No Museu, em cada pedaço, está carimbada a nossa cultura: como escrevemos, como falamos, como somos. Mas, ainda falta, podem usar o veneno para atiçar o vespeiro, O Museu discutir os usos do “internetês”, essa nova forma de comunicação, pelos “blogueiros”, os “Twitteiros”, internautas, em geral. Outro mergulho deveria ser no mundo da imprensa: sua história,suas gafes, seus grandes personagens, mas também no mundo da tevê: suas séries, minisséries, telejornais e telenovelas. As diversas classes sociais estão representadas nelas. A tevê quase todo mundo vê.
A telenovela, querendo ou não, constituiu-se numa marca do Brasil. A adaptação de Escrava Isaura, de Bernardo Guimarães, autor do Romantismo, percorreu uma quantidade enormidade de países, expandindo nossa cultura, contudo, nunca, nenhuma novela escancarou tanto um debate sobre os muitos Português do Brasil, como “Amor à vida”. Walcyr Carrasco vai do gerundismo de Carlito, ao português macarrônico de Denizar. Caminha da importância dada ao falar “correto” pela contumaz leitora, D. Bernarda, ao “não tô nem aí” dito e redito por Valdirene e Márcia. Carlito, o Dj Delícia, sem estudo, faz confusão indiscriminada entre singular e plural, ao contrário do irmão, Bruno, que estudou Direito, por isso não comete esses “deslizes”. Bruno, estudado, teve oportunidade de trabalho nos mais altos estratos sociais, enquanto Carlito, sem estudo, passou boa parte da novela desempregado. Só se deu bem quando conseguiu espaço nos estratos mais baixos da sociedade que se expressam como ele.

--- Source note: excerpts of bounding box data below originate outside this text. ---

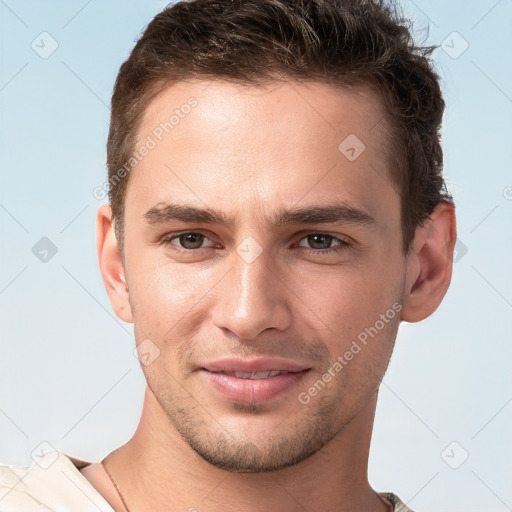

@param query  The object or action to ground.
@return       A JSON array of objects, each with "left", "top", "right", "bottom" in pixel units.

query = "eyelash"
[{"left": 160, "top": 231, "right": 352, "bottom": 256}]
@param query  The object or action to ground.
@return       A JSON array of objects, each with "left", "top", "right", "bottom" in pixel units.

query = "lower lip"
[{"left": 201, "top": 369, "right": 309, "bottom": 403}]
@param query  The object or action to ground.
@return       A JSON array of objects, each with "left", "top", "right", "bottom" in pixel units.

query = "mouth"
[
  {"left": 208, "top": 368, "right": 298, "bottom": 379},
  {"left": 198, "top": 360, "right": 311, "bottom": 404}
]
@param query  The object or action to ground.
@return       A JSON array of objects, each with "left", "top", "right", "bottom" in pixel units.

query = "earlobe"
[
  {"left": 96, "top": 205, "right": 133, "bottom": 323},
  {"left": 401, "top": 201, "right": 457, "bottom": 322}
]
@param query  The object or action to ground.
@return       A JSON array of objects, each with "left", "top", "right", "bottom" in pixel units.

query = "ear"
[
  {"left": 96, "top": 204, "right": 133, "bottom": 323},
  {"left": 401, "top": 200, "right": 457, "bottom": 322}
]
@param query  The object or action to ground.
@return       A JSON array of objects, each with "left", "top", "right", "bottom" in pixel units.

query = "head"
[{"left": 98, "top": 0, "right": 455, "bottom": 471}]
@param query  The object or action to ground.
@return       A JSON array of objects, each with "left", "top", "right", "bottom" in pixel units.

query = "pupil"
[
  {"left": 309, "top": 235, "right": 331, "bottom": 249},
  {"left": 180, "top": 233, "right": 203, "bottom": 249}
]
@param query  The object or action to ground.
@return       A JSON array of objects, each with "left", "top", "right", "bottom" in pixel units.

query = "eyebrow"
[{"left": 144, "top": 202, "right": 376, "bottom": 228}]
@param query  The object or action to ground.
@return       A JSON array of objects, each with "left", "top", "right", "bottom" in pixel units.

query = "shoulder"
[{"left": 0, "top": 451, "right": 114, "bottom": 512}]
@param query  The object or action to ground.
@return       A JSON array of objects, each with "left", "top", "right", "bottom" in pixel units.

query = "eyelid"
[{"left": 159, "top": 229, "right": 353, "bottom": 254}]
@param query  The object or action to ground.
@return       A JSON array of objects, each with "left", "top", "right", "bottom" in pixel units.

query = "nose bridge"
[{"left": 215, "top": 237, "right": 290, "bottom": 339}]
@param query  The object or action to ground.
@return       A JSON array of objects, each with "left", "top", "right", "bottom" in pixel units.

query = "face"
[{"left": 119, "top": 80, "right": 406, "bottom": 472}]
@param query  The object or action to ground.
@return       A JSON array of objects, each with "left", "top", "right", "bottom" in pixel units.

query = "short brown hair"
[{"left": 107, "top": 0, "right": 452, "bottom": 254}]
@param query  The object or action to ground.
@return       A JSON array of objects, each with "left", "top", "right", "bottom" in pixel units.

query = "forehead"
[{"left": 126, "top": 80, "right": 397, "bottom": 230}]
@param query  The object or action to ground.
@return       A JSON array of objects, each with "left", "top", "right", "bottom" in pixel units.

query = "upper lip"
[{"left": 201, "top": 357, "right": 309, "bottom": 373}]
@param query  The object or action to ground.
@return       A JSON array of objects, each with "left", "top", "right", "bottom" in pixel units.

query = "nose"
[{"left": 213, "top": 243, "right": 293, "bottom": 340}]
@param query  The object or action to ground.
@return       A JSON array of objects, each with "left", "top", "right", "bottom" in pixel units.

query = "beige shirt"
[{"left": 0, "top": 451, "right": 412, "bottom": 512}]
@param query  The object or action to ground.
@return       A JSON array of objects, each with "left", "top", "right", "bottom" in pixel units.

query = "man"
[{"left": 0, "top": 0, "right": 456, "bottom": 512}]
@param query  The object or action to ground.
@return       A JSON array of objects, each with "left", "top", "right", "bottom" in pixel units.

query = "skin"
[{"left": 83, "top": 80, "right": 456, "bottom": 512}]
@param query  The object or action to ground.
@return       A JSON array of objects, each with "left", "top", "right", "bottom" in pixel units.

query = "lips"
[
  {"left": 213, "top": 370, "right": 293, "bottom": 379},
  {"left": 203, "top": 357, "right": 309, "bottom": 378},
  {"left": 198, "top": 358, "right": 310, "bottom": 403}
]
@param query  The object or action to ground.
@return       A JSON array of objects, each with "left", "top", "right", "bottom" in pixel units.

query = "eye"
[
  {"left": 161, "top": 231, "right": 216, "bottom": 252},
  {"left": 299, "top": 233, "right": 351, "bottom": 254}
]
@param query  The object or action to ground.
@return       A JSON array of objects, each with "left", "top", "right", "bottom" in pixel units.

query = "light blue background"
[{"left": 0, "top": 0, "right": 512, "bottom": 512}]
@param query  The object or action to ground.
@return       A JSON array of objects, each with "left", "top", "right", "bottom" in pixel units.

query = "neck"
[{"left": 108, "top": 389, "right": 389, "bottom": 512}]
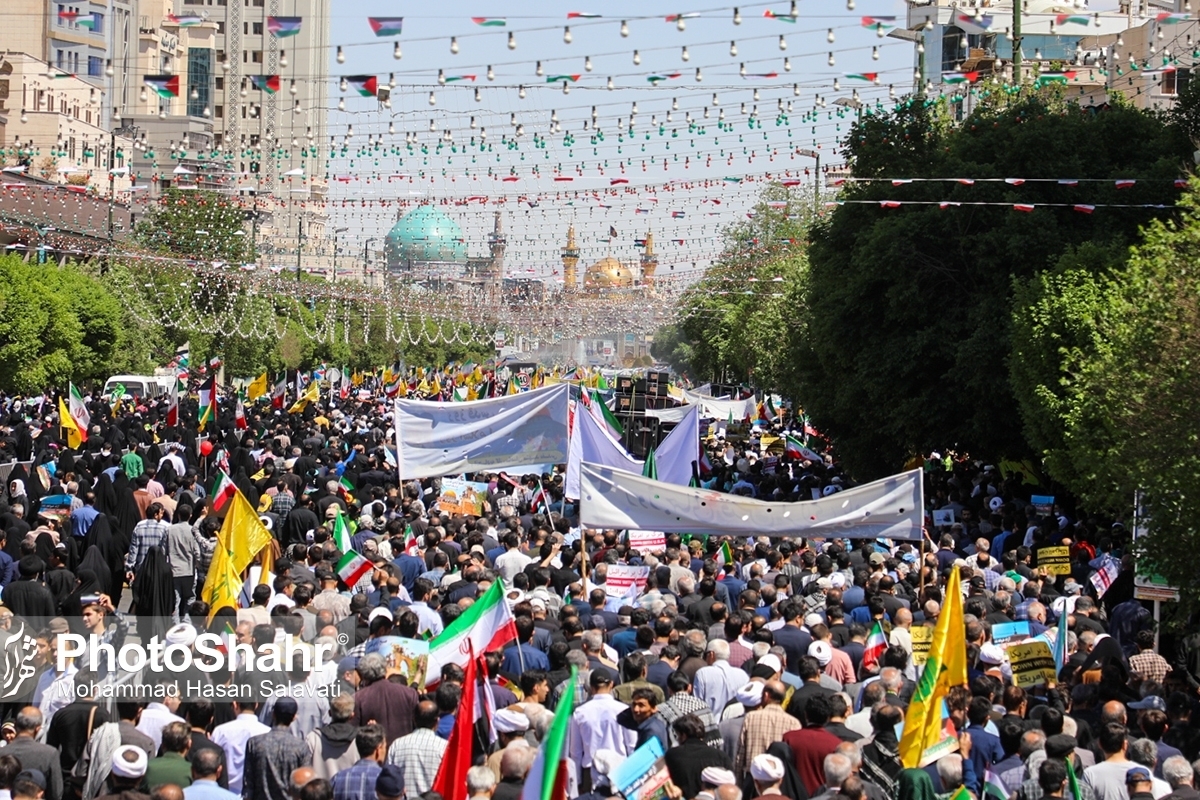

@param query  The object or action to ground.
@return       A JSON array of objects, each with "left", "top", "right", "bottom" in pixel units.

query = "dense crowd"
[{"left": 0, "top": 383, "right": 1200, "bottom": 800}]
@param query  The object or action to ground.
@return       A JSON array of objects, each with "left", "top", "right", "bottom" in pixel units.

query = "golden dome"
[{"left": 583, "top": 255, "right": 635, "bottom": 289}]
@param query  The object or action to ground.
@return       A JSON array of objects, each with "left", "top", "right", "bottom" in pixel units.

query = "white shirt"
[
  {"left": 496, "top": 548, "right": 533, "bottom": 585},
  {"left": 691, "top": 661, "right": 750, "bottom": 718},
  {"left": 216, "top": 703, "right": 271, "bottom": 794},
  {"left": 568, "top": 693, "right": 637, "bottom": 783}
]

Em uma cena simbólica da nossa visão social, Paulinha diz aos pais, Bruno e Paloma, que foi mal na prova de Português, mas não se importa, porque escolheu medicina e médico não precisa saber ler e escrever. Depois de os pais lhe passarem uma descompostura, afirmou, exaltada, que já lera até DOM QUIXOTE, de Miguel Cervantes. Nesta luta ferrenha entre o “erudito/culto” e o “popular/inculto”, não nos esqueçamos de que a tevê traduziu Guimarães Rosa, Manuel Antônio de Almeida, Machado de Assis, Érico Veríssimo e Jorge Amado, por exemplo, para o “populacho”, viraram minissérie; José de Alencar, Lima Barreto e Jorge Amando, por exemplo, viraram novela. Grandes autores, com seus estilos e sotaques, de forma simples e clara, traduzidos para o “inculto” povo brasileiro.
Dei essa volta toda, para ser “espinafrado” pelos puristas, com todos os possíveis “erros”, para discutir a importância de colocar em discussão, mesmo em uma novela, as diversas “línguas” desse Brasil de fronteiras invisíveis, mas existentes: o Português, de “Anos roubados”, não é o mesmo de ” O tempo e o vento”, muito menos o de “Serra Pelada”, mas é a nossa língua pátria.